In California, there have been attempts to limit the percentage of OOS admits, but in this economic environment, the schools are going to do what they need to as a means of maximizing tuition. The state is broke, so politicians are certainly not going to send any more money. And what people don’t realize is that many current students cannot stand online classes and will likely skip a quarter/semester if this continues on into the Fall (which it already has at several CA schools). So there goes more tuition dollars.

I suspect the budget impact and shift to OOS students will have a much bigger impact on the class of 2021 than the gap year impact. It’s not just going to be California, but other states with public schools that are difficult to get into will be even more difficult for in-state students (see Michigan, Washington and so on). People will gripe all they want, but all bets are off when public school funding and tuition dollars are reduced so dramatically.

It seems right because it’s no different than any other year. 20-30% of seniors end up taking a gap year. Sure, this is different for more competitive schools, but as has been previously stated, they aren’t allowing for COVID-related deferrals.

They won’t be. As many other posters have stated, colleges aren’t allowing for COVID-related deferments, and will more than likely come out with fall semester decisions after the deferral request deadline.

You’re putting way too much weight on “facts” that either aren’t true or that are exaggerated.

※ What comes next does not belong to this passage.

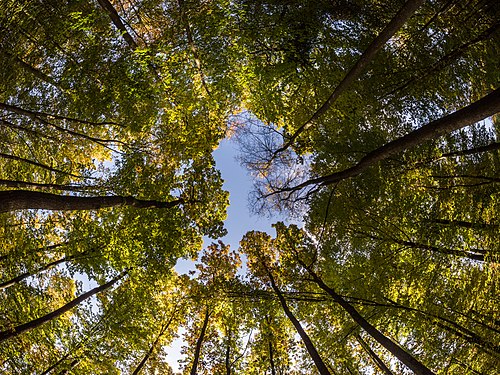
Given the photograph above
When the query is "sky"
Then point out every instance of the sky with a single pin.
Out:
(239, 219)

I teach at a state flagship, and parentologist’s ideas are coming from a Quora-like reasoning vacuum, not the world of admissions and budget offices. Universities don’t operate in one-year isolated increments. They’ll limit deferrals and maintain their recruiting relationships and class cohesion, keeping their eye on projected enrollment drops several years down the line. The juniors will still get hit by walking into aftermath, including loss of staff who knew how things operate. But they’ll live, which is the important thing.

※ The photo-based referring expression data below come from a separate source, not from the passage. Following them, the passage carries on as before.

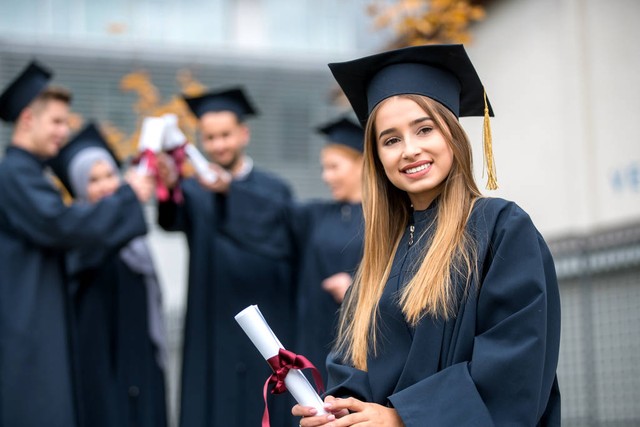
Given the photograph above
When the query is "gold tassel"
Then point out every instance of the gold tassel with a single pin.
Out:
(492, 179)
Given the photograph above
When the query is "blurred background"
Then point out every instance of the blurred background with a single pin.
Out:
(561, 75)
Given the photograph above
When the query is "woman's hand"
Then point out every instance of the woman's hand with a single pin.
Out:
(349, 412)
(167, 170)
(142, 185)
(337, 285)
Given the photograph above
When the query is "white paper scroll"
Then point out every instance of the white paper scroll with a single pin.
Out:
(173, 136)
(151, 138)
(261, 335)
(200, 163)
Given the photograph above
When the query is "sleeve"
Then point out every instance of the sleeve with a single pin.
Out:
(38, 213)
(510, 376)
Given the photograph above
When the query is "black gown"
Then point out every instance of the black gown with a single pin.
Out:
(223, 373)
(36, 374)
(329, 237)
(121, 382)
(494, 364)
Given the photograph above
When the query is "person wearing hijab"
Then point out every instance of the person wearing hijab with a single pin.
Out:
(36, 230)
(120, 331)
(453, 318)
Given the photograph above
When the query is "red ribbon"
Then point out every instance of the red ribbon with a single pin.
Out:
(179, 156)
(281, 364)
(162, 192)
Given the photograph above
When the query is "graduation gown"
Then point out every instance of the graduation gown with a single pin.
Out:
(329, 237)
(121, 382)
(223, 373)
(36, 385)
(494, 364)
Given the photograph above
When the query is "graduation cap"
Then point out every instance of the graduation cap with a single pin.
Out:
(88, 137)
(24, 89)
(443, 73)
(346, 132)
(233, 100)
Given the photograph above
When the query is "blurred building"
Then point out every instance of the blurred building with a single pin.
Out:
(564, 80)
(563, 77)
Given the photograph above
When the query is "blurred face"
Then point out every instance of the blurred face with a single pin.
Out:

I understand the outrage at paying $55k for online classes when really you’re paying for an extended cotillion that isn’t happening, but (a) hey, you were the ones who considered paying that ridiculous kind of money in the first place, and (b) that gap year is likely to mean a 6-year BA. I wouldn’t.

Now since it is more real that some colleges ( which are going online) are offering Gap year for their incoming Freshmen, does anyone know anything about the impact on 2020- 2021 admission cycle

https://www.bostonglobe.com/2020/08/06/metro/harvard-other-elite-colleges-more-students-deferring-their-first-year/

I have only heard my daughter’s school address this question–Yale’s Dean of Admission says they will still admit 1550 freshman for Fall 2021. I think they expect some attrition and an increase in off campus housing to balance things out. Many are skeptical…there’s bound to be some impact. But many schools still stuck to a pretty strict deferral policy–like USC. I think the Ivys and many private LACs were the most flexible with allowing gap year and semester requests. Yale encouraged it no doubt.

The number of high school students is going to start dropping in 2022 so things could get a little easier, not sure about this year’s juniors would benefit. Many selective colleges reported increased admission rates this past year, so the trend could be happening now.